- The Washington Times - Tuesday, March 20, 2012

A top Haitian lawyer is perplexed by U.S. Ambassador Kenneth H. Merten, who has stoked controversy over whether Haitian President Michel Martelly holds U.S. citizenship in violation of Haiti’s constitution.

Stanley Gaston, president of the Port-au-Prince Bar Association, on Monday questioned why Mr. Merten invoked U.S. privacy laws when he discussed Mr. Martelly’s citizenship at a news conference with the Haitian president last week.

“Listen to me good,” Mr. Gaston told reporters in the Haitian capital. “If President Martelly is not an American citizen, then the United States doesn’t have to go into this debate at all.”

At last week’s news conference, Mr. Merten said: “President Martelly is not American. He is Haitian.”

The ambassador, however, also appeared to obfuscate matters by adding that U.S. privacy laws are “very strict.”

“I don’t have the right to discuss the file, whether they are a president or one of my friends, without the permission of the person concerned,” Mr. Merten was quoted as saying.

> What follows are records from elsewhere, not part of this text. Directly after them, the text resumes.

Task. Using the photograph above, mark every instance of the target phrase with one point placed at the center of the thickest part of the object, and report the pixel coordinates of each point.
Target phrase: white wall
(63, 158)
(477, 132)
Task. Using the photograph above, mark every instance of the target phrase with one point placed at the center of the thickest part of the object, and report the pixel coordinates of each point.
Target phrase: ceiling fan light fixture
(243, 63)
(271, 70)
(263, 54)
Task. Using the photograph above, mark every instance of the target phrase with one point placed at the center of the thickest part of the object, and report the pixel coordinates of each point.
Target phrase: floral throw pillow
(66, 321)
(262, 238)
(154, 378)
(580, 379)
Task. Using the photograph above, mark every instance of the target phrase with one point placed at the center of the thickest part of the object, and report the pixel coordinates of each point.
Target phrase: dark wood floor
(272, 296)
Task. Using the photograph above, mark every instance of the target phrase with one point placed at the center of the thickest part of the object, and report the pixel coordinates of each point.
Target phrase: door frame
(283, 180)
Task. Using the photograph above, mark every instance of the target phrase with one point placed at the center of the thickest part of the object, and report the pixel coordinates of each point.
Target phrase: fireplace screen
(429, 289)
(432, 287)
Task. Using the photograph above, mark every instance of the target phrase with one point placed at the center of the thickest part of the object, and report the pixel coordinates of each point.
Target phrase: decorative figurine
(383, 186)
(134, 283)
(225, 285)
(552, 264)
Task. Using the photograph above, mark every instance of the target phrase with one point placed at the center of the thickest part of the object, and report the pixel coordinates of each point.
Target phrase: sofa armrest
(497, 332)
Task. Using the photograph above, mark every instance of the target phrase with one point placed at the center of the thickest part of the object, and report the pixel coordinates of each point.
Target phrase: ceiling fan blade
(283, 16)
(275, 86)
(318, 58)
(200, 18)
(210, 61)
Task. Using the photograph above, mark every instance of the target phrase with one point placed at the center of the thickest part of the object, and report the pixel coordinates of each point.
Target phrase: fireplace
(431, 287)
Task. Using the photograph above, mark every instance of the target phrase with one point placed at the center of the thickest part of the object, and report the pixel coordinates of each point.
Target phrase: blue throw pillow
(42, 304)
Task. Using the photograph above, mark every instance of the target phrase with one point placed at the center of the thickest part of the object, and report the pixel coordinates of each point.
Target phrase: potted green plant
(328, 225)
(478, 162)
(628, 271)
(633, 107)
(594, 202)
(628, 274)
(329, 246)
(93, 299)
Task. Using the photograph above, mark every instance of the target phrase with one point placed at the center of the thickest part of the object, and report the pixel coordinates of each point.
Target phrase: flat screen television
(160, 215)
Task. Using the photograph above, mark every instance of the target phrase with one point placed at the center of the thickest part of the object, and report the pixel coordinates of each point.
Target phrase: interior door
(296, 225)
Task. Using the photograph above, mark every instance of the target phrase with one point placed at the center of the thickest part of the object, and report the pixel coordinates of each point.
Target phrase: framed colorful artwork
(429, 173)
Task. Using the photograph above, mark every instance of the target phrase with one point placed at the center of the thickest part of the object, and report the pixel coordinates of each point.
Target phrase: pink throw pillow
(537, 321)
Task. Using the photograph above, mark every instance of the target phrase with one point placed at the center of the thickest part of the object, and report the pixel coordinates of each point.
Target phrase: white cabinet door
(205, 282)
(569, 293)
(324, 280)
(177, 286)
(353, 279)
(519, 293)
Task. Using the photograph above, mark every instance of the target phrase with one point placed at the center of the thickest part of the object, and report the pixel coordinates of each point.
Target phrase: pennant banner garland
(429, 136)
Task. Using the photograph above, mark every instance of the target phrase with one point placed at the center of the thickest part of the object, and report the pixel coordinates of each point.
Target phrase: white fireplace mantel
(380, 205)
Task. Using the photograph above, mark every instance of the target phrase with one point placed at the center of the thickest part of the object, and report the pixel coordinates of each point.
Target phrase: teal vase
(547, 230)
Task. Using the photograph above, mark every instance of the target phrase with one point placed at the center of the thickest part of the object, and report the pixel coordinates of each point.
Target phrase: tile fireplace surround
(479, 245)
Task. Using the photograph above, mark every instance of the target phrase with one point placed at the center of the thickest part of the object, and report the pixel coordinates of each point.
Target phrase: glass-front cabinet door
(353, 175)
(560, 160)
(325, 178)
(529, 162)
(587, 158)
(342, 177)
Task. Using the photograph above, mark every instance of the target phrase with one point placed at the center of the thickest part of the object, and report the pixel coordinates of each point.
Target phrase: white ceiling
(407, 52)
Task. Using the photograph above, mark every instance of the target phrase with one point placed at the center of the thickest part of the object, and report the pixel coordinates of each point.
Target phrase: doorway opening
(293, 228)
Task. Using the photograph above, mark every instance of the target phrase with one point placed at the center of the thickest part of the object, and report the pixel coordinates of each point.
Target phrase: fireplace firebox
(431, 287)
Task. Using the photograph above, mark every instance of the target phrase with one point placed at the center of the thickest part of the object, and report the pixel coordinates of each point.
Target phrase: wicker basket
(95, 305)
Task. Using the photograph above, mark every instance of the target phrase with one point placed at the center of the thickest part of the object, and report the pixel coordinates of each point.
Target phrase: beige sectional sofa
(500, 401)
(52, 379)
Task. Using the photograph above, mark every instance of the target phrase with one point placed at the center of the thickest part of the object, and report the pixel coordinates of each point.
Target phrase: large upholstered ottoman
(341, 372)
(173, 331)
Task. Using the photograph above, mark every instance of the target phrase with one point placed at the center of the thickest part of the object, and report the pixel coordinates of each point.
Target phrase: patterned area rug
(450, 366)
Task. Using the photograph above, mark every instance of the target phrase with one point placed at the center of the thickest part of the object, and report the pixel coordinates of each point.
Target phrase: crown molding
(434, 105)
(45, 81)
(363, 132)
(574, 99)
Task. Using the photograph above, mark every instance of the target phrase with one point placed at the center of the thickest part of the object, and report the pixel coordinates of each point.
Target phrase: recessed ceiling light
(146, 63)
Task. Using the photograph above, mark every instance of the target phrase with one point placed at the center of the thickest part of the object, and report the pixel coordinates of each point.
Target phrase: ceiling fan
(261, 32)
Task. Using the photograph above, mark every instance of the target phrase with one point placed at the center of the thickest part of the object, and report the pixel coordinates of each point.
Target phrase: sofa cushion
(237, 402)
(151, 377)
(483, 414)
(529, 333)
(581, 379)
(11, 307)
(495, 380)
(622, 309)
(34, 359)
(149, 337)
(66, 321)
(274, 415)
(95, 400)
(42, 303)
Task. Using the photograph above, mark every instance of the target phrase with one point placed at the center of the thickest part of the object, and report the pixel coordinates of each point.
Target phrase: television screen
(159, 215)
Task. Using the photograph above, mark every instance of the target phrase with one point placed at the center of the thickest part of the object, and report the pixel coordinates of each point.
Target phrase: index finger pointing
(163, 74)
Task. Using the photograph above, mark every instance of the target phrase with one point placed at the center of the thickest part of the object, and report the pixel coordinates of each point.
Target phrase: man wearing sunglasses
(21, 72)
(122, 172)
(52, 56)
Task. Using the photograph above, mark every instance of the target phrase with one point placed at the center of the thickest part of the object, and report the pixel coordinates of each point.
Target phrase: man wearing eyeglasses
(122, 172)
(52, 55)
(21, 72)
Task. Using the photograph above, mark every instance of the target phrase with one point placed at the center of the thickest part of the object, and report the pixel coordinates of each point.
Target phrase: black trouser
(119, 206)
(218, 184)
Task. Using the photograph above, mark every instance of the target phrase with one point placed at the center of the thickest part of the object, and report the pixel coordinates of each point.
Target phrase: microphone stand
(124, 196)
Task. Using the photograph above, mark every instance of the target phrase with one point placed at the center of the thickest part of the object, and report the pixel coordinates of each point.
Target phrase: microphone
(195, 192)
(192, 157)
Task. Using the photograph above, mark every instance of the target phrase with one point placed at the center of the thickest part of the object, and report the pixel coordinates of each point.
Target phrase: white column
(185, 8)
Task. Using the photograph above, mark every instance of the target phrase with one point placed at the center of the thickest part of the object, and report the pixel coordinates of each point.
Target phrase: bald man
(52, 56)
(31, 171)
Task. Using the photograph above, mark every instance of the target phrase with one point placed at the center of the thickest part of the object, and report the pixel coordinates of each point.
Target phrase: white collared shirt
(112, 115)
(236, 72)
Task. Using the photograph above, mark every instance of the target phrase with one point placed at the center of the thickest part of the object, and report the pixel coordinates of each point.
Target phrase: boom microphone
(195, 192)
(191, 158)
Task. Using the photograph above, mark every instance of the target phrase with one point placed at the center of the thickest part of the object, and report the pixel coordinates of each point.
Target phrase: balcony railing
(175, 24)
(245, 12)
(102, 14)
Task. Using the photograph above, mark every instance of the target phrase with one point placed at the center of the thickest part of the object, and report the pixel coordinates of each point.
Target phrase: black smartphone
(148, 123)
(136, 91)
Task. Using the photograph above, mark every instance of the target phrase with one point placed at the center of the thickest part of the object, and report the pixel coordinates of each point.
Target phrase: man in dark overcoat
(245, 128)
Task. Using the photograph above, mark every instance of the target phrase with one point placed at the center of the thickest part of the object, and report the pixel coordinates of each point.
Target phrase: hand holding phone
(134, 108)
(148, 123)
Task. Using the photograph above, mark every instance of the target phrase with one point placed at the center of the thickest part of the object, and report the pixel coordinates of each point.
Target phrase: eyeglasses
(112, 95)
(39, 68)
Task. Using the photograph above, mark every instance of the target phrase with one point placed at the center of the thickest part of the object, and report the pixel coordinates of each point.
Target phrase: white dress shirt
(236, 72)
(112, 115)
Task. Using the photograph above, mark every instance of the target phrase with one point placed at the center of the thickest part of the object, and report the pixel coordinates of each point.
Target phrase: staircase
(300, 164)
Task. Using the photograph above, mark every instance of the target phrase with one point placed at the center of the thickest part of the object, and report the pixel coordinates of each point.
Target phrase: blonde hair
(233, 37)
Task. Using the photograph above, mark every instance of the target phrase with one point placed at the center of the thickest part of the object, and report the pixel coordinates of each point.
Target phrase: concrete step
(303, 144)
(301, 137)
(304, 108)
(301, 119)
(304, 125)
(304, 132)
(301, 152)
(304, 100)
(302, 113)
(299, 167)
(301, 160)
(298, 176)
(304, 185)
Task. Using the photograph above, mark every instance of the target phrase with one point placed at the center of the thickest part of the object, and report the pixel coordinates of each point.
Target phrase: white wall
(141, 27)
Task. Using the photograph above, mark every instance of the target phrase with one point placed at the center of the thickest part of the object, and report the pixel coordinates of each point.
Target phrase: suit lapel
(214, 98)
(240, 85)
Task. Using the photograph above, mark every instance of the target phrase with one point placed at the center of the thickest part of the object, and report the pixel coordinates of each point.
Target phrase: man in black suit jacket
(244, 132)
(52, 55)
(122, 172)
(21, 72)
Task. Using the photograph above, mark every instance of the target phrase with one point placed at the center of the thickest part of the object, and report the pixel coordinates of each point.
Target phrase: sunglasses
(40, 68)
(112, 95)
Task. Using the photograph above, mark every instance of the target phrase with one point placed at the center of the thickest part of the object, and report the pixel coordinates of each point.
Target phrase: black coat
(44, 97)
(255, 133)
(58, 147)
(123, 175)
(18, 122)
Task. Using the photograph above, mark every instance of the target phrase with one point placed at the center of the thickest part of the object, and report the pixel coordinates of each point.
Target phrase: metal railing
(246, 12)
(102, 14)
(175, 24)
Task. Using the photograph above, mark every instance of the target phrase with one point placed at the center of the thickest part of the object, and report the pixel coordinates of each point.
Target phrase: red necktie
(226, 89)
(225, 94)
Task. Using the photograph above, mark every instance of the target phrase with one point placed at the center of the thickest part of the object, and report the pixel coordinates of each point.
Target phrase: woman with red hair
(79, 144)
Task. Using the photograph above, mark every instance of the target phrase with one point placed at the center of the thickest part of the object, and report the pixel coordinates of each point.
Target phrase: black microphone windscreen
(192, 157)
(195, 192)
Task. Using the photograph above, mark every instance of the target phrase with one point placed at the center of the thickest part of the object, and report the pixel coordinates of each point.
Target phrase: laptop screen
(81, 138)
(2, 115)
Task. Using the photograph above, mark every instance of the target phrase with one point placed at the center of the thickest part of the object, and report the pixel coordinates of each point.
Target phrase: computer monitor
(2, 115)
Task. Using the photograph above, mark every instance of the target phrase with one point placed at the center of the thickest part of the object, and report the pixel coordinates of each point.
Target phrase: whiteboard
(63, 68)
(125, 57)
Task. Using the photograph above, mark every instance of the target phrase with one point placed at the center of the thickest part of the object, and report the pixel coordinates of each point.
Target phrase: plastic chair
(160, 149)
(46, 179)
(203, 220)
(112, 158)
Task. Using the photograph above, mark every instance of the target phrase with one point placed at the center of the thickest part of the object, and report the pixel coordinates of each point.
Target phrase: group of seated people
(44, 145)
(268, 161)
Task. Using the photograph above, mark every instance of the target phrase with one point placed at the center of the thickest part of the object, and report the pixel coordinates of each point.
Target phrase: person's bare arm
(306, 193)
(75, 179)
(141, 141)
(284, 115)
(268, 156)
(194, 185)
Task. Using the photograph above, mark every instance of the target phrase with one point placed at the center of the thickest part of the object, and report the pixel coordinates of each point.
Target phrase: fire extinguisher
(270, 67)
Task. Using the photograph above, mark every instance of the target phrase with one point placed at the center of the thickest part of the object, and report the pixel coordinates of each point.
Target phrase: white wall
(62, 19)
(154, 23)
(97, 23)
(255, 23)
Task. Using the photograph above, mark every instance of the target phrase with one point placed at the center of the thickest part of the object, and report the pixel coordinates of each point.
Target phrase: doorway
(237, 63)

His reference to a “file” was not explained.

A Haitian parliamentary commission is investigating allegations that Mr. Martelly might hold dual U.S.-Haitian citizenship or might have renounced his Haitian citizenship before he ran for president last year.

In either case, he would be ineligible to hold his office.

Before he ran for president, Mr. Martelly was an entertainer who frequently performed in Miami. He owns a house in Palm Beach, Fla.

Mr. Gaston noted that the ambassador’s comment adds to the confusion of the situation, which was muddled earlier by a statement from a top aide to Secretary of State Hillary Rodham Clinton on a recent visit to Haiti.

Cheryl Mills, Mrs. Clinton’s chief of staff, also referred to U.S. privacy laws in a discussion with a member of the Haitian commission investigating Mr. Martelly.

“According to the law of the United States that protects the private lives, American institutions do not have the authority to give information concerning its citizens,” Ms. Mills was quoted as saying.

Mr. Gaston noted that American officials have no responsibility to abide by U.S. privacy laws if they are not discussing U.S. citizens..

“When one speaks, a lawyer listens closely with a lot of interest, analyzing what you are saying,” Mr. Gaston said. “What interests me are the things that did not have to be said.”

TRADE BARRIER HELPS PUTIN

Leading members of the Russian political opposition are urging Congress to repeal a Cold War-era trade amendment they say is helping President-elect Vladimir Putin and undermining democratic reform.

In an open letter published in Moscow, the seven opposition leaders said the 1974 Jackson-Vanik amendment also hurts Russia’s ability to compete in international markets and increases the country’s reliance on oil and other fossil fuels controlled by Mr. Putin and his cronies.

“Some politicians in the United States argue that the removal of Russia from Jackson-Vanik would help no one but the current Russian undemocratic political regime. That assumption is flat wrong,” they said.

“At the end of the day, those who defend the argument that Jackson-Vanik’s provisions should still apply to Russia in order to punish Putin’s anti-democratic regime only darken Russia’s political future, hamper its economic development, and frustrate its democratic aspirations.”

The U.S. trade barrier was established to punish the Soviet Union for refusing to allow Jewish citizens to immigrate.

The letter was signed by: Sergey Aleksashenko, Boris Nemtsov and Vladimir Ryzhkov of the People’s Freedom Party; Alexander Lebedev, an independent businessman and politician; Vladimir Milov, leader of the Democratic Choice movement; Alexey Navalny, a lawyer and civic activist; and Ilya Ponomarev of the party A Just Russia.